La novelista y filóloga Carme Riera durante el acto de su ingreso en la Real Academia Española.
La novelista y filóloga Carme Riera durante el acto de su ingreso en la Real Academia Española.

Ayer, desde primera hora de la mañana, empezaban a sonar rumores de que el Premio Nacional de las Letras iba a caer en Barcelona. Y así fue, porque el galardón fue para la escritora mallorquina Carme Riera, autora en lengua catalana y española, una autora a la que no le importa, como ayer dijo en rueda de prensa, que se entienda este galardón como una reivindicación de ser puente entre dos culturas.

Narradora de cuentos y novelas, ensayista y divulgadora de los maestros de la Escuela de Barcelona, como Gil de Biedma, Barral y José Agustín Goytisolo, Riera es una de las voces más sólidas de la narrativa contemporánea.

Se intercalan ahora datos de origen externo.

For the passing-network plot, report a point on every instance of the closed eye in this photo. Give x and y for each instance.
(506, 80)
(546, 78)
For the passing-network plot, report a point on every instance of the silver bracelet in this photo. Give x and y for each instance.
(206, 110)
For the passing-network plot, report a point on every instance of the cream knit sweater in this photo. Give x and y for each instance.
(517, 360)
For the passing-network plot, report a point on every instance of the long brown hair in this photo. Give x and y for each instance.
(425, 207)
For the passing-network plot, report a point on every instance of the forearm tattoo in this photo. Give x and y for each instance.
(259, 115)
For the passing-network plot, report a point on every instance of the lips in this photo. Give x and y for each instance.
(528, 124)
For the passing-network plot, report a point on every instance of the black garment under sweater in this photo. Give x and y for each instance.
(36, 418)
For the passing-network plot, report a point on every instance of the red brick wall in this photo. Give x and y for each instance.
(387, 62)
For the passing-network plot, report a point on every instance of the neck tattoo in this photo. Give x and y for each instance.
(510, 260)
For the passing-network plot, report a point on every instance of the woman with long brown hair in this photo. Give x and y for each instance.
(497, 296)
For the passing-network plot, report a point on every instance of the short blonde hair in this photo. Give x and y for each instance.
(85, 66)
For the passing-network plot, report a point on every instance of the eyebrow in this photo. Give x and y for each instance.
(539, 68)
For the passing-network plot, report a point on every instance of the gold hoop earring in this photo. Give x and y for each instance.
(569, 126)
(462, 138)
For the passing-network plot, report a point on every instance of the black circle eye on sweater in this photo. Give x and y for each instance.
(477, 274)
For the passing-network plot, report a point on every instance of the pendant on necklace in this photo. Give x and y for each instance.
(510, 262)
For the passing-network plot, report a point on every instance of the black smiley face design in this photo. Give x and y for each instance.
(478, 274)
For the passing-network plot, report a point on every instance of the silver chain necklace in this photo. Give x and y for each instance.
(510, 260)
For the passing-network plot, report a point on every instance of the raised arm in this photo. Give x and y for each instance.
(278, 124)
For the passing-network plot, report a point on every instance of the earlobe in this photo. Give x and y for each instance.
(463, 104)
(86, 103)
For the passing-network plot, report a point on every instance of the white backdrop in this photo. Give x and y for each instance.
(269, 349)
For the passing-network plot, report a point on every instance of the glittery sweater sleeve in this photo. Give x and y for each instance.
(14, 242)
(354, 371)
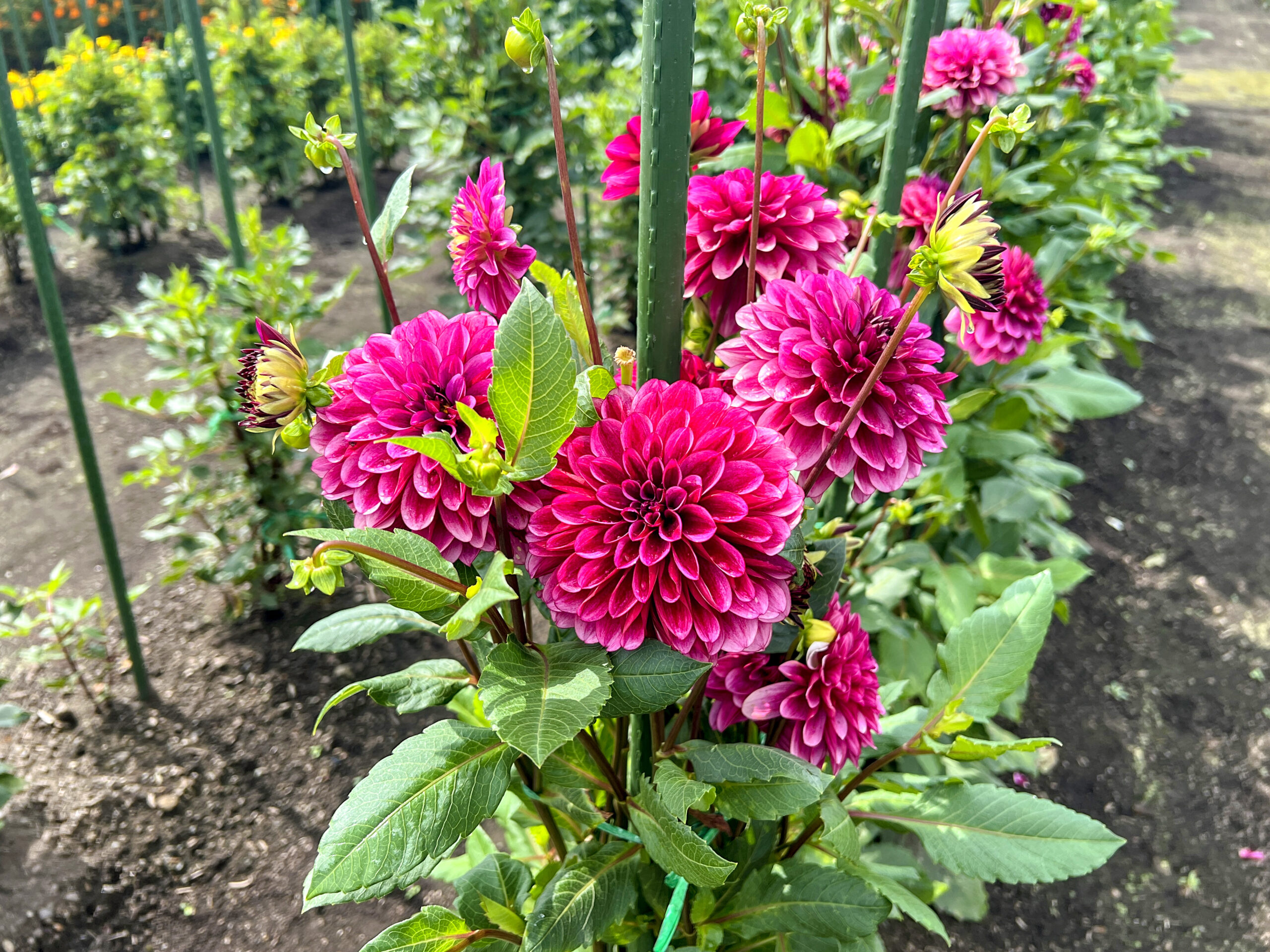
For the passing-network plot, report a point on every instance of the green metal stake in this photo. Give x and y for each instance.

Riera reconocía ayer su sorpresa. «Estoy muy contenta y acepto un premio que es a la trayectoria», dijo, para añadir que en estos cuarenta años de dedicación a la literatura «he trabajado y trabajo mucho para no mirarme en el espejo».

w la proporción femenina

Carme Riera toma el relevo de Rosa Chacel, Carmen Martín Gaite y Ana María Matute, las anteriores premiadas con el Nacional de las Letras. La autora reconoció que «es una proporción pequeña con respecto a los hombres galardonados. Pero es que las mujeres somos, por ejemplo, el 14 por ciento en cuanto a catedráticas. Es algo que también sucede en las multinacionales o en la Real Academia, aunque esta última lo está tratando de subsanar. Las escritoras somos tan buenas o malas como lo son los escritores».

Por otra parte, desde su constitución en 1984, son ocho los autores en lengua catalana a los que se ha premiado. «No es una proporción mala. Deberíamos separar lo político de las personas. En todo caso, lo que sí es cierto es que las literaturas catalanas, vascas y gallegas deberían ser más conocidas en el resto del país, pero yo no me considero rechazada por escribir en catalán. Tal vez es que tengo muchos amigos que quieren a Cataluña. Por desgracia, el lector tiene más interés en Paul Auster que en Jaume Cabré».

Precisamente la realidad que se vive en estos momentos en Cataluña también estuvo presente durante la interveción de la premiada, quien tuvo duras palabras para Artur Mas, presidente en funciones de la Generalitat. «Ahora la realidad supera a la ficción. Estamos en un nivel de ridículo que lo supera todo. Lo que pasa es que Mas se puso cuarto en la lista electoral, tapándose con otros por si había minas. Ahora resulta que tiene que ser el primero, que tiene que ser el presidente de la Generalitat. No lo entiendo. Mas no está dando la cara y hace el ridículo». Riera se mostró partidaria a que «las relaciones con los vecinos sean buenas. No tengo ningún problema en decir que no soy independentista».

La escritora trabaja en la actualidad en una novela de la que no quiso dar detalles y proyecta trabajar en un libro sobre sus encuentros con Gil de Biedma, Barral y José Agustín Goytisolo. También quiso dedicar el Premio Nacional de las Letras a tres personas que ya no están entre nosotros: los editores Isidor Cònsul, Josep Maria Castellet y su agente literaria, Carmen Balcells. De esta última recordó que «me advirtió de que cuando no estuviera haría milagros». Y así ha sido.